Fish and Wildlife takes 77 million acres



It’s our land, the feds say. And with the swoosh of a pen, another 77 million acres is now off limits to State of Alaska wildlife management practices.

The final ruling came yesterday from the U.S. Fish and Wildlife Service. The State remained silent as it yielded the sovereignty it was guaranteed at Statehood to federal control.

By taking management of fish and wildlife away from the State, the federal government broke another of its Statehood Act promises, and rural Alaskans lost even more access to subsistence.

The State of Alaska stood by and kicked at the dirt.

Fish and Wildlife’s action came on top of the 20 million acres already taken by the U.S. Park Service just a few months ago. In October, the Park Service overrode Alaska regulations pertaining to fish, wildlife and, specifically, to predator control. The Bureau of Land Management jumped in on the action and took yet another million acres in the Fortymile Area last month.

Nearly one hundred million acres gone from state management in six months.

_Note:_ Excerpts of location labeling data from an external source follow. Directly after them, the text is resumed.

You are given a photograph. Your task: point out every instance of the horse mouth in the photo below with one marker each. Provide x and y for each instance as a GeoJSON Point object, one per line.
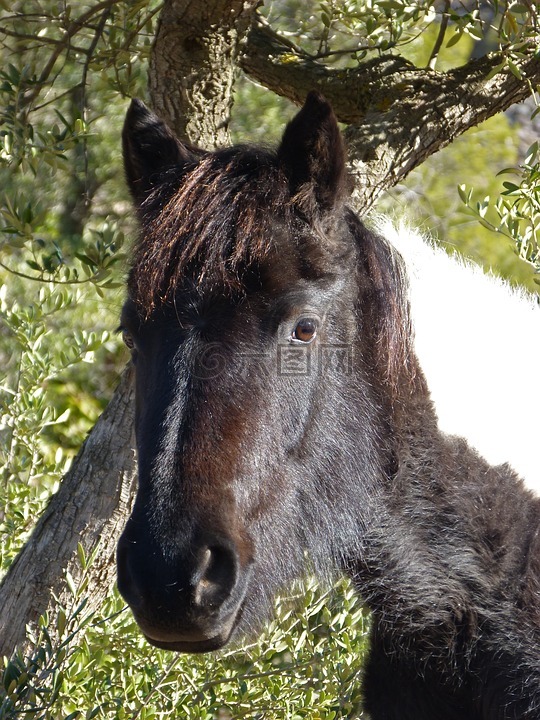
{"type": "Point", "coordinates": [190, 646]}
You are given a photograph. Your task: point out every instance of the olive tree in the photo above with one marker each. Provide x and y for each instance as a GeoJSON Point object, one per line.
{"type": "Point", "coordinates": [397, 113]}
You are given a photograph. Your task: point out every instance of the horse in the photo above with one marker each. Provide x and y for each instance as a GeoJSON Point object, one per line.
{"type": "Point", "coordinates": [284, 425]}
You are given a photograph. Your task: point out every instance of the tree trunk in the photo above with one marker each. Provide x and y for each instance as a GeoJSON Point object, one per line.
{"type": "Point", "coordinates": [191, 80]}
{"type": "Point", "coordinates": [193, 64]}
{"type": "Point", "coordinates": [399, 116]}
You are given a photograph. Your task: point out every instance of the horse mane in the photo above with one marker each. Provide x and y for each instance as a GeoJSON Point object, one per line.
{"type": "Point", "coordinates": [207, 225]}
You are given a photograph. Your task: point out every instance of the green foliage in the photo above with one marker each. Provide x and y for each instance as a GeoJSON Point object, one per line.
{"type": "Point", "coordinates": [515, 213]}
{"type": "Point", "coordinates": [306, 664]}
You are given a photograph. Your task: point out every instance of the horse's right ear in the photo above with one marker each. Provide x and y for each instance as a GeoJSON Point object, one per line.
{"type": "Point", "coordinates": [150, 148]}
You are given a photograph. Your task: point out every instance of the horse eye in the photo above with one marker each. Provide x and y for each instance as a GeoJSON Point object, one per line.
{"type": "Point", "coordinates": [127, 337]}
{"type": "Point", "coordinates": [305, 330]}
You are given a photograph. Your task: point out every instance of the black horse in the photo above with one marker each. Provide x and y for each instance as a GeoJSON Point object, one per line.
{"type": "Point", "coordinates": [284, 425]}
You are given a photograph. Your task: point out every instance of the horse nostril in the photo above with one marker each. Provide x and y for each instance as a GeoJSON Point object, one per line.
{"type": "Point", "coordinates": [215, 576]}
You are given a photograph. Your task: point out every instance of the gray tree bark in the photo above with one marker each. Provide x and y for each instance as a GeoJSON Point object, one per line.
{"type": "Point", "coordinates": [397, 114]}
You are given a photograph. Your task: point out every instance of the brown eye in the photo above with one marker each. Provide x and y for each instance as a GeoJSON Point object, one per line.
{"type": "Point", "coordinates": [127, 337]}
{"type": "Point", "coordinates": [305, 330]}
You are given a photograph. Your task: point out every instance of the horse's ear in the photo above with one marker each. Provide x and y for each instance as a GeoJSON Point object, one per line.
{"type": "Point", "coordinates": [150, 148]}
{"type": "Point", "coordinates": [312, 155]}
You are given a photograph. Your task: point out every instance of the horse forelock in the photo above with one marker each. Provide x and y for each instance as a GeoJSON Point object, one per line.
{"type": "Point", "coordinates": [211, 228]}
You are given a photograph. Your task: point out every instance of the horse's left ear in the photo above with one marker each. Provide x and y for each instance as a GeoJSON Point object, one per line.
{"type": "Point", "coordinates": [150, 148]}
{"type": "Point", "coordinates": [312, 155]}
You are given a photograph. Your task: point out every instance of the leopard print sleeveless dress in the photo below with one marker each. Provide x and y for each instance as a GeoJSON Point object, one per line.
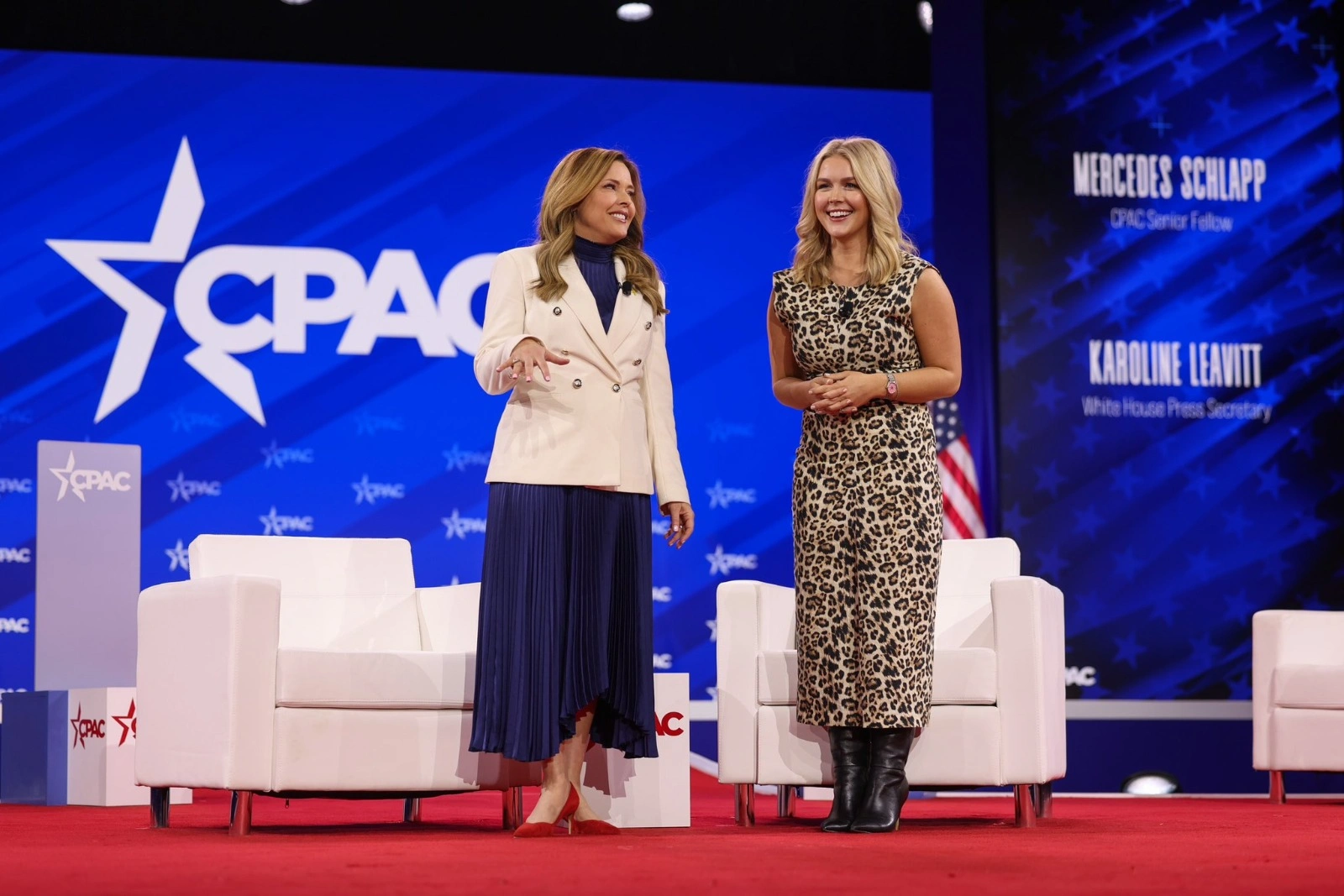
{"type": "Point", "coordinates": [867, 513]}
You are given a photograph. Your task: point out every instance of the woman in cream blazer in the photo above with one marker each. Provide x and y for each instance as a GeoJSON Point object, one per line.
{"type": "Point", "coordinates": [575, 332]}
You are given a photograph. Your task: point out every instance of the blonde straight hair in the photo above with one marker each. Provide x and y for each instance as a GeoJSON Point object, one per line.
{"type": "Point", "coordinates": [887, 242]}
{"type": "Point", "coordinates": [578, 175]}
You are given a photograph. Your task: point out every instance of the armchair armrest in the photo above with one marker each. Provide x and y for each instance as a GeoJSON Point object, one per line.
{"type": "Point", "coordinates": [1030, 647]}
{"type": "Point", "coordinates": [1278, 637]}
{"type": "Point", "coordinates": [449, 616]}
{"type": "Point", "coordinates": [737, 647]}
{"type": "Point", "coordinates": [206, 683]}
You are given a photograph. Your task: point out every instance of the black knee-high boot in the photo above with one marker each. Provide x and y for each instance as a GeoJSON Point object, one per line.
{"type": "Point", "coordinates": [850, 759]}
{"type": "Point", "coordinates": [887, 785]}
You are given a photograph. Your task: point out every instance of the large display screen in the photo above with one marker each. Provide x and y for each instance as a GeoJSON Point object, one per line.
{"type": "Point", "coordinates": [1171, 356]}
{"type": "Point", "coordinates": [272, 277]}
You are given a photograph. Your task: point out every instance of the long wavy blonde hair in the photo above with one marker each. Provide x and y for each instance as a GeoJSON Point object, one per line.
{"type": "Point", "coordinates": [578, 175]}
{"type": "Point", "coordinates": [877, 177]}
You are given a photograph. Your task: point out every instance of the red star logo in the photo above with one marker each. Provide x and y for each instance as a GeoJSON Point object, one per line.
{"type": "Point", "coordinates": [74, 723]}
{"type": "Point", "coordinates": [128, 723]}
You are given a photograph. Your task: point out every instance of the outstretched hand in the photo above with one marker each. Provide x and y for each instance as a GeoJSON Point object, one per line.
{"type": "Point", "coordinates": [528, 355]}
{"type": "Point", "coordinates": [683, 523]}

The State of Alaska has fought this in the past because comprehensive management of fish and game is, quite clearly in law, a State right promised by the Alaska National Interest Lands Conservation Act (ANILCA).

But in 2016, the State seems to have lost its will to fight the federal government on just about anything. Under the Gov. Walker Administration, the federal bureaucracy has moved in, and State sovereignty has stepped back.

Strangely, the final rule by Fish and Wildlife Service applies only to Alaska refuge land, not to other states. While the congressional delegation had asked FWS for an exemption for Alaska, what the agency instead did was make an example out of the state. Similar rules in other states will likely follow.

The Walker Administration remained mute. Why not file an injunction? Attorney General Craig Richards, who stepped down in June, said that no one had been harmed by this rule, therefore no legal action could be taken. One would need another John Sturgeon to step forward and file a lawsuit, he implied.

Another John Sturgeon will be hard to find. Most people aren’t willing, nor do they have the resources, to fight the federal government all the way to the U.S. Supreme Court.